Selanjutnya, premis bahwa Alkitab adalah satu-satunya catatan mengenai pewahyuan kebenaran Allah juga adalah keliru. Lagi-lagi mengapa? Setelah Gereja berdiri pada Hari Pentakosta, Gereja segera mengembangkan suatu kehidupan peribadahan. Ingat bahwa orang-orang Kristen perdana adalah orang-orang Yahudi. Orang-orang ini membawa bersama mereka praktek peribadahan Yahudi yang memang sudah mapan pada zaman itu. Mereka mengambil hal-hal yang sudah familiar bagi mereka dan melaksanakannya dalam suatu perspektif baru yang Kristosentris. Contohnya, bagian pertama Liturgi Ilahi yang disebut Liturgi Sabda sebenarnya merupakan bentuk ibadah sinagoga Yahudi yang “dikristenkan”. Sedangkan bagian kedua yakni Liturgi Ekaristi adalah khas Kristen dan segera berkembang seiring berkembangnya Gereja. Jadi Ibadah dan Kitab Suci berkembang secara paralel dan tidak terpisah-pisah satu dengan yang lain. Inilah sebabnya ada begitu banyak referensi mengenai ibadah liturgis di dalam Alkitab. Tradisi-tradisi yang lain juga berkembang secara parallel dengan kitab suci. Sebagai contoh, sidang (konsili/sinode) pertama di Yerusalem berkumpul untuk membicarakan apakah orang-orang Yahudi yang menjadi Kristen harus mengikuti hukum Yahudi (lihat Kisah Para Rasul 15). Di bawah tuntunan Roh Kudus, konsili-konsili lain akhirnya mengikuti. Bahkan penetapan tulisan-tulisan mana yang diakui sebagai kanon Kitab Suci pun berlangsung pada sebuah konsili yaitu Konsili Kartago di Afrika Utara tahun 397.

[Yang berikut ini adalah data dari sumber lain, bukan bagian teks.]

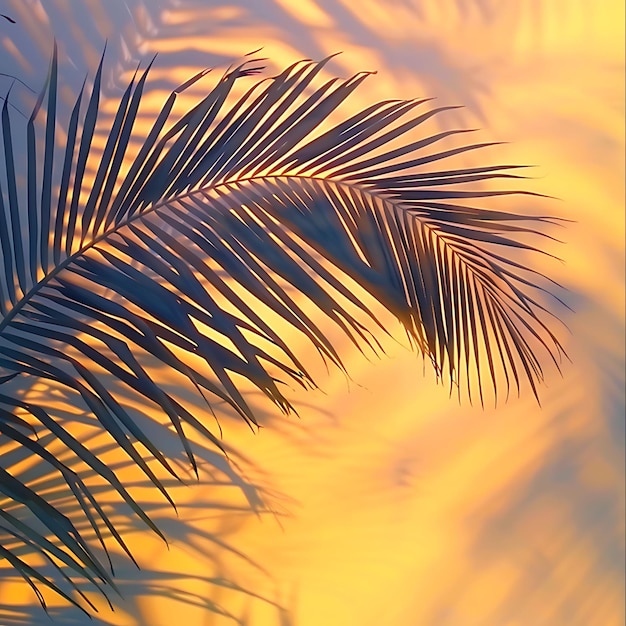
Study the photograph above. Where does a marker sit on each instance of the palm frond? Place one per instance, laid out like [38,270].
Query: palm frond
[151,258]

Demikianlah di dalam tradisi Orthodox ,Alkitab adalah catatan atau rekaman tentang kebenaran, tetapi bukan Kebenaran itu sendiri; catatan tentang pewahyuan, tetapi bukan Wahyu itu sendiri. Perbedaan antara catatan dan kebenaran ini membawa beberapa implikasi penting antara lain bahwa Gereja Orthodox juga menjunjung tinggi catatan-catatan/rekaman lain mengenai pengalaman tentang Allah, seperti misalnya tulisan Para Bapa Gereja, ibadah Gereja, dan keputusan konsili-konsili Ekumenis. Hal-hal ini menghindarkan umat percaya dari eksklusivitas fokus pada Alkitab, dan dengan demikian menjaga orang-orang Kristen Orthodox dari sikap “pemberhalaan” yang keliru terhadap teks Alkitab (bibliolatria).

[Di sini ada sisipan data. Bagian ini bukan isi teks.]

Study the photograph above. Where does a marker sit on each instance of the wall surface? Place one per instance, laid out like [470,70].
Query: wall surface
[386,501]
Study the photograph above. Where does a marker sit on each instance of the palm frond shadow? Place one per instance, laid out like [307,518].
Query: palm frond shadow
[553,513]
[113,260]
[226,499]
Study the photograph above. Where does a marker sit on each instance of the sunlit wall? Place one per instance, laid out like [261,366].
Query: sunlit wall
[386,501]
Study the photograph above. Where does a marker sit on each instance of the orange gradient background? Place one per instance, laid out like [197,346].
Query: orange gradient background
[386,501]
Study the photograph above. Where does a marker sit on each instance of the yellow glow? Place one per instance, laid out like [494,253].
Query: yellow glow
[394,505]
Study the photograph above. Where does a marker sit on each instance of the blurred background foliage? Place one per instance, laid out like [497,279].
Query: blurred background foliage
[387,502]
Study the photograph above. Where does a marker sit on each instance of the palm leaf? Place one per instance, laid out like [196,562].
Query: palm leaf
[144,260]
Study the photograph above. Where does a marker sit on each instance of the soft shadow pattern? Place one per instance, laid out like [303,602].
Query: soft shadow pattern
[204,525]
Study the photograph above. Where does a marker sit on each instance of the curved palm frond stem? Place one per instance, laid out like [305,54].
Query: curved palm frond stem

Lalu, bagimana sebenarnya posisi Alkitab dalam Gereja Orthodox? Walaupun Gereja Orthodox juga menghormati bentuk-bentuk Tradisi yang lain, ini tidak berarti bahwa Alkitab tidak penting. Nyatanya, Alkitab adalah sumber paling utama dari Tradisi di dalam Gereja. Jika seseorang berkunjung ke Gereja Orthodox dan melihat ke altar, ia akan melihat bahwa Kitab Injil secara permanen ditahtakan di atas altar tersebut bersama-sama dengan Tubuh dan Darah Kristus yang telah dikonsekrasi. Kitab Injil ditahtakan di atas altar sebab Alkitab memiliki peran sentral dalam kehidupan Gereja, sebagai kumpulan tulisan yang suci dan berotoritas yang mengatur kehidupan semua orang Kristen.
Alkitab adalah firman Allah yang harus dibaca, dipelajari, dan ditaati. Itulah mengapa Js. Yohanes Krisostomos sering mengingatkan umat Kristen pada waktu itu untuk memiliki Kitab Suci, membacanya, dan menyimpan kebenaran Kitab Suci didalam pikiran dan hati mereka. Ia berkata: “Jika kita sekarang akan menyelidiki KItab Suci dengan seksama dan tidak asal-asalan, kita akan bisa beroleh keselamatan; jika kita senantiasa hidup dalam kebenarannya, kita akan belajar tentang pengajaran yang benar, dan kehidupan yang sempurna. Sebab tidak mungkin orang yang berbicara dengan Allah dan mendengarkan Allah berbicara tidak beroleh suatu manfaat” (Homili 53 tentang Injil Yohanes). Pendapat ini tentulah bukan hanya pendapat sepihak dari seorang Bapa Gereja melainkan juga mewakili pemikiran (phronema) dan kesepakatan Para Bapa Gereja (consensus patrum) seperti misalnya Js. Athanasius Agung, Js. Basilius Agung,Js. Gregorius Sang Teolog, dll. Bagi mereka, Alkitab adalah sumber primer dari kebenaran Allah dan haruslah ditaati tanpa kecuali oleh semua orang Kristen.
Jadi, sekali lagi, Alkitab adalah sumber utama dari Tradisi iman kita. Kita harus mengenal dan mempelajarinya dengan tekun sehingga hidup kita juga bisa ditransformasikan di dalam Kristus. Meskipun demikian, kita tidak melihat Alkitab sebagai satu-satunya sumber Tradisi Suci. Alkitab adalah sumber utama, tapi bukan sumber satu-satunya. Prima Scriptura bukan Sola Scriptura.